Reputation: 2674
I'm trying to compute a MFCC algorithm based upon this paper I found (http://arxiv.org/pdf/1003.4083.pdf) so what I have done so far is:
step 1) Pre–emphasis
step 2) Framing
step 3) Hamming windowing
step 4) Fast Fourier Transform
step 5) Mel Filter Bank Processing
step 6) : Discrete Cosine Transform
Basically, I took the Mel Bank filters and multiplied them the actual raw signal. I then performed the FFT on these results this looks like this:
FFT on Frame 1:
And then I computed the DCT of the FFT, which results look like this:
DCT on Frame 1:
Does this look correct so far?
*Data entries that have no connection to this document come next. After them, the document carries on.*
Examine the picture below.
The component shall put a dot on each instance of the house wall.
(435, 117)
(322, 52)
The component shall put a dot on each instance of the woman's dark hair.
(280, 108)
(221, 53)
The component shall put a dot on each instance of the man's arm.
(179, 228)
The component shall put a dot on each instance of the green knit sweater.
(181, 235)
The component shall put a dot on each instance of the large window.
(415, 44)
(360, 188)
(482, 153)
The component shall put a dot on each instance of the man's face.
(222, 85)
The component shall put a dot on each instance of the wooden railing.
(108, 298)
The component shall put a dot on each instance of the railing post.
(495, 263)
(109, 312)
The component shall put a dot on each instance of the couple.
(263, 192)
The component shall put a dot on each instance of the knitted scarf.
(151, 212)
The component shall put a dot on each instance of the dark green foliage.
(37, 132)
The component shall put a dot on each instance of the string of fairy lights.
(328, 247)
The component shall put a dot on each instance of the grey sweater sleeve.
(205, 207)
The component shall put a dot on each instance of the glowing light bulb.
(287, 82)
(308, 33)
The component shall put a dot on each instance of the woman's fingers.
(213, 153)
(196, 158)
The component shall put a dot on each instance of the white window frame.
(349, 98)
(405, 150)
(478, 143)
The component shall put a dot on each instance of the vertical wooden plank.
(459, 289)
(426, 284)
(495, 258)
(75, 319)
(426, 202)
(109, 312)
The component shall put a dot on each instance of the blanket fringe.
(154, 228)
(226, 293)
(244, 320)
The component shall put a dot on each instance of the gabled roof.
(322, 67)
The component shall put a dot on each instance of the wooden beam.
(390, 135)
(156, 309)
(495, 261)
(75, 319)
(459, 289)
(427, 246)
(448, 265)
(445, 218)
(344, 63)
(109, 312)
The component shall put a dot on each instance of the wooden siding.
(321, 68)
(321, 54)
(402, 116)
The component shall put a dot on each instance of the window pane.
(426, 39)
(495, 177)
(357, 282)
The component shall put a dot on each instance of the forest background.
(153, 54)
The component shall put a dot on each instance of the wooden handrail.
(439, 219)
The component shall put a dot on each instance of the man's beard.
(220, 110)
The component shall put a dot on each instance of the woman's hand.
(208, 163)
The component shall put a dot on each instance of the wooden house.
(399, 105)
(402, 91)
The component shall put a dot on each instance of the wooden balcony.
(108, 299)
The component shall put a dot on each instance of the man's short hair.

Is there even a way for me to check this, so that I know that I am going in the right direction?
Also, I need to get 13 Coefficients but I do not know how to determine which of these to get. I get 256 values, so do I take the first 13 of them? Or, do I get the total energy?
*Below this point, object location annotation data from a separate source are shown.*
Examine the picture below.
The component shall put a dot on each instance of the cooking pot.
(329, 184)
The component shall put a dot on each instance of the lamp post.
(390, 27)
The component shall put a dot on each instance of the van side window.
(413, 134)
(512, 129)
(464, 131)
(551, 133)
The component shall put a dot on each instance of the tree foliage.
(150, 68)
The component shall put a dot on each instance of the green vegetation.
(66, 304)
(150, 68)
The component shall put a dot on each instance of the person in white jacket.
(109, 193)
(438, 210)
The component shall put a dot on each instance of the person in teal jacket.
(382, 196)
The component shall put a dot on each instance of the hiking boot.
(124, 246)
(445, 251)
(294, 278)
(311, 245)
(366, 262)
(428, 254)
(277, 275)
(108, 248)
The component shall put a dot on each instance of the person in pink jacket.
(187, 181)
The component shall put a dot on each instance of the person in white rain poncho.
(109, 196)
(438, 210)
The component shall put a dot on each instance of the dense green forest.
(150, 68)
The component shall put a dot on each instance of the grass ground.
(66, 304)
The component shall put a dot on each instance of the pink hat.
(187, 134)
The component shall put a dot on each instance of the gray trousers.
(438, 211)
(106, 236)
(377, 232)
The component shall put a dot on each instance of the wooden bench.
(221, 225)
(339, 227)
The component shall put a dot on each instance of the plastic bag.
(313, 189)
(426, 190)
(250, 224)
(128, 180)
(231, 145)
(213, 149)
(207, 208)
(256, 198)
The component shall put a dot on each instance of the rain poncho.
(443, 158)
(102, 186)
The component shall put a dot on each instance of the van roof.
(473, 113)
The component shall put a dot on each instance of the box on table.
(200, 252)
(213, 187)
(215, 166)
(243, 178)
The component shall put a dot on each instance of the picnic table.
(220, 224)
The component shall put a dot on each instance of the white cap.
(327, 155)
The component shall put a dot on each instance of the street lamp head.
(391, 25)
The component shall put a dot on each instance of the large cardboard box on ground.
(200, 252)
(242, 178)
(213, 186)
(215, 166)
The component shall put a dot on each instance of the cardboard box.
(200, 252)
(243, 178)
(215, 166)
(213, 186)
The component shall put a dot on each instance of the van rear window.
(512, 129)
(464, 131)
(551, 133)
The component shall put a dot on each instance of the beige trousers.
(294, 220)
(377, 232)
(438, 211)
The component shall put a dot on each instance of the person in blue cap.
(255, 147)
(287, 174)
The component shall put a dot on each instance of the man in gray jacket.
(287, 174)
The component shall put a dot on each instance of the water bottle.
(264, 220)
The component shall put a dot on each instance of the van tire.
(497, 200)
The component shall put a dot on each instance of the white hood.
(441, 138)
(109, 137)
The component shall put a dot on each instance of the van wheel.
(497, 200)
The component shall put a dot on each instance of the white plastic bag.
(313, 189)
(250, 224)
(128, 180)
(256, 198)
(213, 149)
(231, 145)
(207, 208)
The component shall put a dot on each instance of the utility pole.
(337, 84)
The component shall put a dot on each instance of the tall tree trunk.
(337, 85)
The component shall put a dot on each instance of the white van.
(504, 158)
I hope someone can help me.
Upvotes: 1
Views: 12126
Reputation: 6351
I'm confused to what you just wrote. The only thing I need to know is I have split the signal into frames, n = 100, m = 256 (I believe) which produces around 390 blocks, so, is there 13 coefficients for each of the blocks OR just 13 for the entire sound fle?
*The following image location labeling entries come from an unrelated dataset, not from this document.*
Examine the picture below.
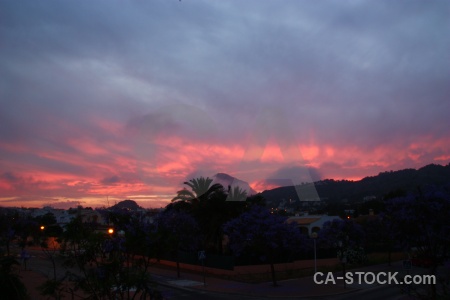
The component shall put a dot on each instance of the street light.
(314, 237)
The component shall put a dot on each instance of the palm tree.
(201, 190)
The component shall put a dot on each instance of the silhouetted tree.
(179, 232)
(259, 231)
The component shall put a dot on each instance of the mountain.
(126, 205)
(229, 181)
(407, 180)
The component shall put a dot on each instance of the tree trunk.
(272, 270)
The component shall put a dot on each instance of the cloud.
(132, 98)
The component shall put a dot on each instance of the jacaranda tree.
(347, 237)
(178, 231)
(261, 232)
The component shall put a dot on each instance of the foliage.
(263, 233)
(109, 266)
(421, 221)
(200, 188)
(347, 237)
(11, 286)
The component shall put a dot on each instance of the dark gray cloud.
(84, 77)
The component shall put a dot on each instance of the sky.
(109, 100)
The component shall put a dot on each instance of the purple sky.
(127, 99)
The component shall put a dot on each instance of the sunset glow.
(132, 103)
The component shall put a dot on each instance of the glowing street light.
(314, 237)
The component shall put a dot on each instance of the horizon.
(116, 201)
(111, 100)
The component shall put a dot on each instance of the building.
(311, 223)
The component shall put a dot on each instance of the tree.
(421, 221)
(259, 231)
(201, 188)
(346, 236)
(179, 231)
(110, 265)
(11, 286)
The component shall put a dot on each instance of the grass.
(373, 259)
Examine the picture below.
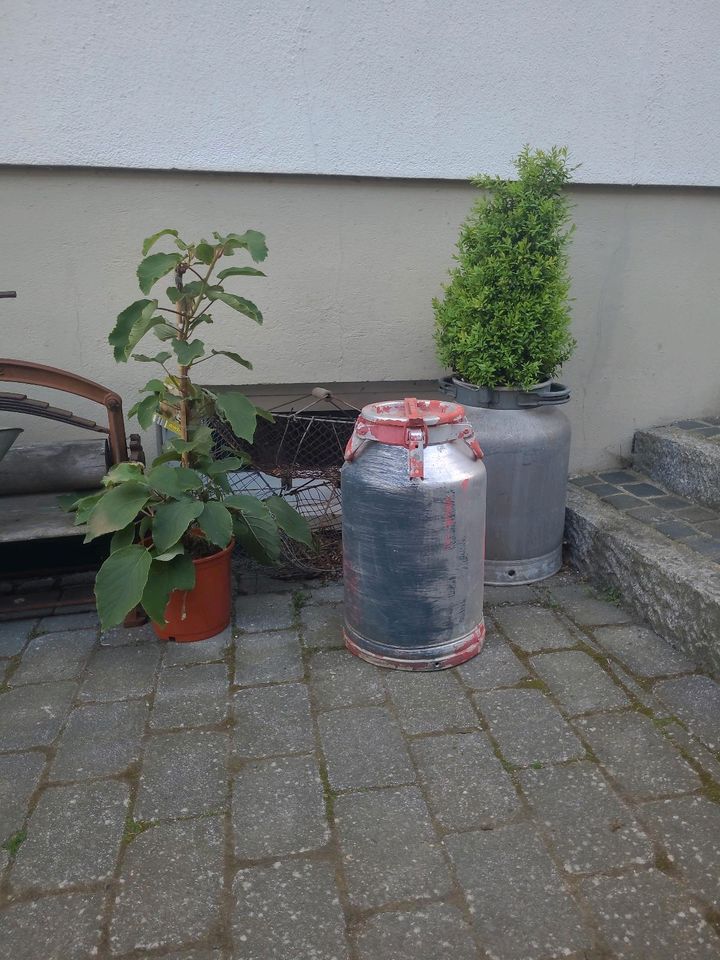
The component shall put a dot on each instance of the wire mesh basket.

the answer is that there are 13 coefficients for each block, not for entire sound file.
and your way to calculate mfcc coefficients are wrong, you should follow the 1-6 steps you mentioned.
step 1) Pre–emphasis for the entire sound file.
step 2) Framing the entire sound file to get many blocks
step 3) Hamming windowing for each block
step 4) Fast Fourier Transform for each block
step 5) Mel Filter Bank Processing for each block
step 6) : Discrete Cosine Transform for each block
Upvotes: 4
Reputation: 1377
After days of search for something similar, I stumbled upon a very usefull tutorial of how to get the MFC Coeficients: Mel Frequency Cepstral Coefficient (MFCC) tutorial
(although the thread is old, I hope the answer might help future readers)
Upvotes: 9
Reputation: 25220
No, you are wrong.
You need to compute logarithm of the mel filter bank energies after FFT and only then apply DCT. The number of energies of filterbanks should be about 20 or 40, after DCT you should get 20 or 40 numbers and take first 13.
What you did with FFT is all wrong.
You might want to read some MFCC code instead of doing something from scratch, there are many implementations out there, for example in sphinxbase:
http://cmusphinx.sourceforge.net
Upvotes: 2